Last Thursday, Semel resigned as Yahoo chairman, the same day Ballmer notified Yang of Microsoft's impending bid plan.

Microsoft argues that what Yahoo and its own Internet operations require is scale -- sufficient size needed to compete with Google in Web search and online advertising and whatever yet-to-be-discovered Internet businesses pop up next.

"Neither company by itself really seems to pose an effective threat to Google," RBC Capital analyst Jordan Rohan said. "A combined Yahoo-Microsoft would still have to fix that."

Executives of the world's largest software maker say that only by joining forces can the two companies have sufficient resources to lead the market for corporate brand advertising while continuing to invest in data centers necessary to run Web services and attack emerging markets like video and mobile.

The biggest unanswered question is how far a unified challenge by Microsoft and Yahoo can alter Google's growing dominance of Web search and marketing.
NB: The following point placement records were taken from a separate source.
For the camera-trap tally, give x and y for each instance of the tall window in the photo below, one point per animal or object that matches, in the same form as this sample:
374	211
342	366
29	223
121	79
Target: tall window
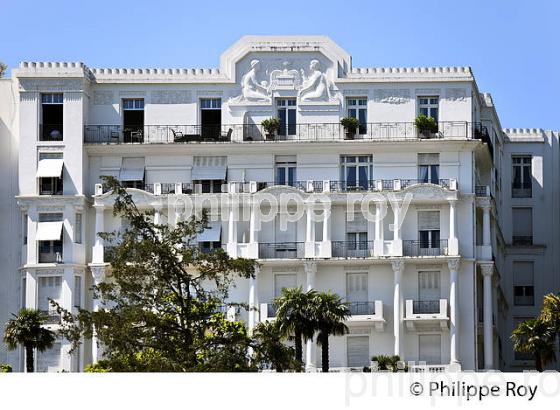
357	108
210	117
133	119
523	283
286	166
356	171
522	181
428	230
522	222
429	106
51	117
286	108
428	168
Microsoft's own Internet operations have not turned a profit in two years and its own long-anticipated search system failed to dent Google gains.

"Yahoo needs to reinvent the 'cool factor.' (But) you can't just do that because you want to," Global Crown Capital analyst Martin Pyykkonen said, adding that the same holds true for Microsoft: "(It) can't hold a board meeting and tell people to go back to their desks and start acting cool," he said.